Sunday, January 03, 2010

Help Wanted

In this era of double digit unemployment, the Sunday Jobs Classified section is pretty much an empty stocking. I did catch one ad in the Times Union (Albany, NY) Classified placed by a Saratoga based racing stable advertising for a "Thoroughbred Racehorse Groom".

The position is a temporary position from 4/1/10-11/30/10. Sounds like fun, after all who would not want to be around horses all the time, in Saratoga no less? But like most jobs, the reality of the job is far more laborious than it appears-and you will not get rich doing it.

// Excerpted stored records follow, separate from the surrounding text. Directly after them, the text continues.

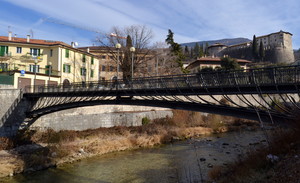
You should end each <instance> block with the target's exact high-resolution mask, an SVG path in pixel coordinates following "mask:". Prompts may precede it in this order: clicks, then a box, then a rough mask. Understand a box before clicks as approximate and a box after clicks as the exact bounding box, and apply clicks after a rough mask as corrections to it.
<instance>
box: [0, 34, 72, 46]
mask: <svg viewBox="0 0 300 183" xmlns="http://www.w3.org/2000/svg"><path fill="white" fill-rule="evenodd" d="M0 42H11V43H24V44H38V45H49V46H50V45H58V44H59V45H64V46H70V45H68V44H66V43H64V42H61V41H52V40H42V39H30V41H29V42H27V38H18V37H12V38H11V40H10V41H9V40H8V37H7V36H0ZM70 47H71V46H70Z"/></svg>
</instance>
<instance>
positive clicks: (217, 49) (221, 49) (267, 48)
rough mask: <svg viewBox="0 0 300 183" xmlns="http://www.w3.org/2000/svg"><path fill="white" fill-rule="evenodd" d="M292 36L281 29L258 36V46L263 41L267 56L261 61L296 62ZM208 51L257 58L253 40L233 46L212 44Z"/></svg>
mask: <svg viewBox="0 0 300 183" xmlns="http://www.w3.org/2000/svg"><path fill="white" fill-rule="evenodd" d="M292 36H293V35H292V34H291V33H289V32H284V31H279V32H275V33H271V34H268V35H264V36H259V37H257V38H256V40H257V47H258V48H259V46H260V43H262V44H263V48H264V52H265V57H264V58H263V60H261V61H264V62H271V63H292V62H294V61H295V58H294V52H293V46H292ZM208 53H209V54H210V56H217V57H222V56H224V55H228V56H230V57H233V58H240V59H247V60H255V59H254V56H253V54H252V41H250V42H246V43H242V44H238V45H232V46H225V45H222V44H215V45H211V46H209V47H208Z"/></svg>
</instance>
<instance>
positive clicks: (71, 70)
mask: <svg viewBox="0 0 300 183" xmlns="http://www.w3.org/2000/svg"><path fill="white" fill-rule="evenodd" d="M98 69H99V61H98V58H97V57H96V56H95V55H93V54H91V53H89V52H88V51H83V50H80V49H77V48H75V47H74V45H72V46H71V45H68V44H66V43H64V42H60V41H50V40H39V39H30V36H27V38H17V37H12V36H11V33H9V35H8V37H6V36H0V84H8V85H13V86H14V87H15V88H24V87H25V86H26V85H34V84H38V85H45V84H59V83H63V84H68V83H73V82H89V81H98V79H99V77H98ZM49 71H50V72H49Z"/></svg>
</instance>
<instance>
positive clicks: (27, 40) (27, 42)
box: [27, 35, 30, 43]
mask: <svg viewBox="0 0 300 183" xmlns="http://www.w3.org/2000/svg"><path fill="white" fill-rule="evenodd" d="M29 42H30V35H27V43H29Z"/></svg>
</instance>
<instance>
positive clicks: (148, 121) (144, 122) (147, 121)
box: [142, 117, 150, 125]
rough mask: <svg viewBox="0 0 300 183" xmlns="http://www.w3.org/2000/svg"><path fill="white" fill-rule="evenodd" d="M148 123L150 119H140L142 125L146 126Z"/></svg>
mask: <svg viewBox="0 0 300 183" xmlns="http://www.w3.org/2000/svg"><path fill="white" fill-rule="evenodd" d="M149 123H150V119H149V118H148V117H143V118H142V125H147V124H149Z"/></svg>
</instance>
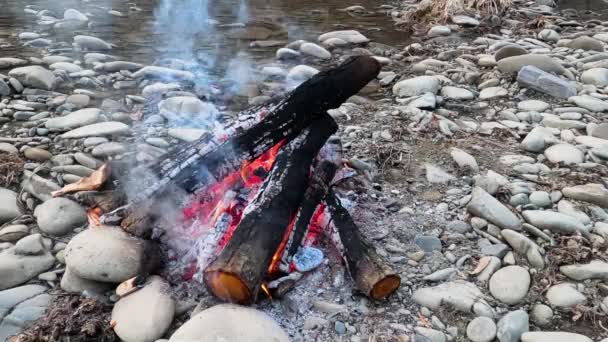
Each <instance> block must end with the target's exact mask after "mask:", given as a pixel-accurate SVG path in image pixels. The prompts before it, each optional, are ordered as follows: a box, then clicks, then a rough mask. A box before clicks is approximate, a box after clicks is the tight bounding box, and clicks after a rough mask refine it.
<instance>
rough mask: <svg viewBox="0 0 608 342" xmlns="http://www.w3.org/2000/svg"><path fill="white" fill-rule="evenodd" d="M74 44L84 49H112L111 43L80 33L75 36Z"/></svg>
mask: <svg viewBox="0 0 608 342" xmlns="http://www.w3.org/2000/svg"><path fill="white" fill-rule="evenodd" d="M74 45H76V46H77V47H79V48H80V49H83V50H93V51H107V50H111V49H112V45H110V44H109V43H107V42H105V41H103V40H101V39H99V38H97V37H92V36H85V35H79V36H75V37H74Z"/></svg>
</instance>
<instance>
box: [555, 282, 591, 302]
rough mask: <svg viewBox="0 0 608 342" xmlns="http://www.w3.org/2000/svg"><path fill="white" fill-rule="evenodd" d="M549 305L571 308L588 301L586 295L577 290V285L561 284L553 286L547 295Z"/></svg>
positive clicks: (570, 283) (557, 284)
mask: <svg viewBox="0 0 608 342" xmlns="http://www.w3.org/2000/svg"><path fill="white" fill-rule="evenodd" d="M546 296H547V300H548V301H549V304H551V305H553V306H557V307H560V308H571V307H574V306H576V305H579V304H583V303H585V302H586V301H587V298H586V297H585V295H584V294H582V293H580V292H579V291H578V290H577V289H576V285H575V284H571V283H561V284H557V285H553V286H551V287H550V288H549V290H547V293H546Z"/></svg>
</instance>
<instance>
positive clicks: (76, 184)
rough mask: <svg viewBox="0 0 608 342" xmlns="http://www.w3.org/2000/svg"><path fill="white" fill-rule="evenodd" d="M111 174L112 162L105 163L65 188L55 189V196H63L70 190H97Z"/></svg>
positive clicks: (53, 192) (72, 191)
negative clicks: (109, 163) (101, 165)
mask: <svg viewBox="0 0 608 342" xmlns="http://www.w3.org/2000/svg"><path fill="white" fill-rule="evenodd" d="M109 176H110V164H108V163H105V164H103V165H102V166H101V167H99V169H97V170H95V172H93V173H92V174H91V175H90V176H89V177H85V178H82V179H81V180H79V181H78V182H76V183H72V184H68V185H66V186H64V187H63V188H61V189H59V190H57V191H53V192H52V193H51V195H52V196H53V197H57V196H61V195H64V194H67V193H70V192H76V191H86V190H97V189H99V188H101V186H102V185H103V184H104V183H105V182H106V180H108V177H109Z"/></svg>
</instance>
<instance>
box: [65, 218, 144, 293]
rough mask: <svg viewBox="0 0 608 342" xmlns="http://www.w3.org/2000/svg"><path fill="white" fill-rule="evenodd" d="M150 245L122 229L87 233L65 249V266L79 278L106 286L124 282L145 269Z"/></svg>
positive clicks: (119, 227)
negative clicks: (144, 252) (143, 264)
mask: <svg viewBox="0 0 608 342" xmlns="http://www.w3.org/2000/svg"><path fill="white" fill-rule="evenodd" d="M148 244H149V242H148V241H145V240H141V239H138V238H135V237H133V236H131V235H129V234H127V233H126V232H125V231H124V230H122V228H120V227H110V226H100V227H92V228H89V229H86V230H84V231H83V232H81V233H79V234H78V235H76V236H75V237H73V238H72V240H70V242H69V243H68V245H67V247H66V248H65V260H66V264H67V265H68V267H70V269H71V270H72V271H73V272H74V274H76V275H77V276H79V277H81V278H85V279H89V280H96V281H104V282H115V283H118V282H122V281H125V280H127V279H129V278H132V277H134V276H136V275H137V274H138V272H139V271H140V270H141V269H142V267H143V265H142V262H143V261H144V260H145V261H149V260H146V259H147V258H152V257H154V256H153V255H151V256H146V258H144V257H143V253H144V252H146V249H147V245H148Z"/></svg>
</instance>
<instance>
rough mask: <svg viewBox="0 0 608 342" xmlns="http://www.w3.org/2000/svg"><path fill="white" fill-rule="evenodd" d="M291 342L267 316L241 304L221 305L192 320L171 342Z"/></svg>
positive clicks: (194, 317)
mask: <svg viewBox="0 0 608 342" xmlns="http://www.w3.org/2000/svg"><path fill="white" fill-rule="evenodd" d="M187 341H196V342H217V341H222V342H243V341H248V342H269V341H273V342H288V341H289V336H288V335H287V333H285V332H284V331H283V329H282V328H281V327H280V326H279V325H278V324H277V323H276V322H275V321H274V320H273V319H272V318H271V317H270V316H268V315H266V314H265V313H263V312H261V311H258V310H255V309H252V308H248V307H244V306H238V305H232V304H221V305H216V306H214V307H211V308H209V309H206V310H204V311H202V312H201V313H199V314H197V315H195V316H194V317H192V318H190V320H189V321H187V322H186V323H184V325H182V326H181V327H180V328H179V329H177V330H176V331H175V333H173V335H171V338H170V339H169V342H187Z"/></svg>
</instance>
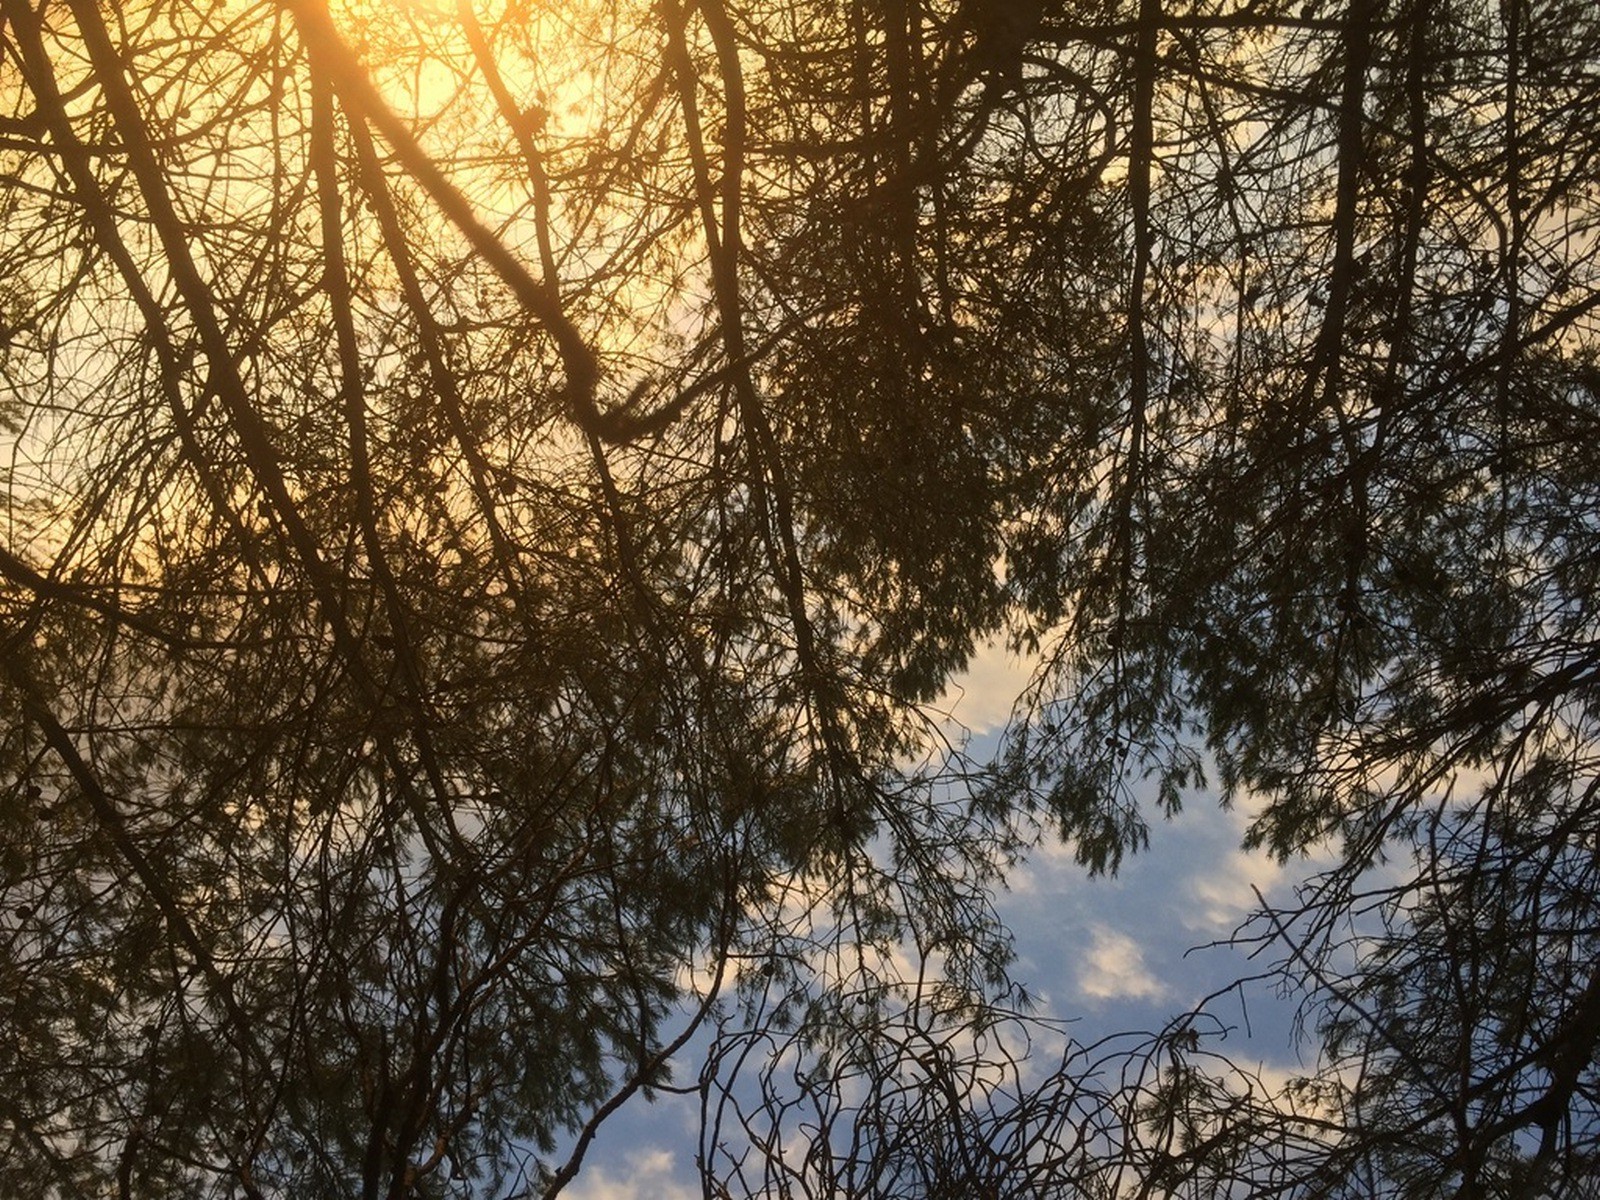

The job duties listed in the ad are demanding: feed, water, maintain stalls & tack, clean, brush, administer medicine as directed, inspect & observe horses physical condition. You also will have to clean horses feet, apply bandages & racing bandages as required as well as hot walk the horses. Each groom will have 3-5 horses to care for.

The pay rate is $8.42 per hour, 6 days a week, 7 hours a day, starting at 5 am each day. Over the 8 months position that is a gross salary of $11,316.48. After taking deductions out for good ole Uncle Sam, New York State and FICA, how far do you think that goes in Saratoga?

Also, if you figure you would like to break into this business but have no idea how to actually be a Groom the ad warns-"no on-the-job training avail." In fact, the job requires 3 months of experience.

I've been to many a racetrack and seen many a groom tending to horses, and can't remember onetime when the groom was not dutifully and what appeared to be eagerly doing his or her job-almost always anonymously and for little pay or public recognition.

All the reason to support these Backstretch workers through outfits such as Backstretch Employees Service Team (B.E.S.T.). B.E.S.T offers a variety of services to New York backstretch workers, including health care, visa assistance, and translation. This 501(c)(3) organization assists workers at all three NYRA tracks including Saratoga.


Glenn Craven said...

Well stated. The backstretch workers toil in anonymity and for meager wages. But they're typically dedicated souls who serve the industry admirably and are devoted to their horses.

We should support them through BEST and other charities and organizations that provide aid and services to deserving individuals.

dana said...

It's outrageous that the person who has the most hands-on contact with the horse gets paid the least... and so little.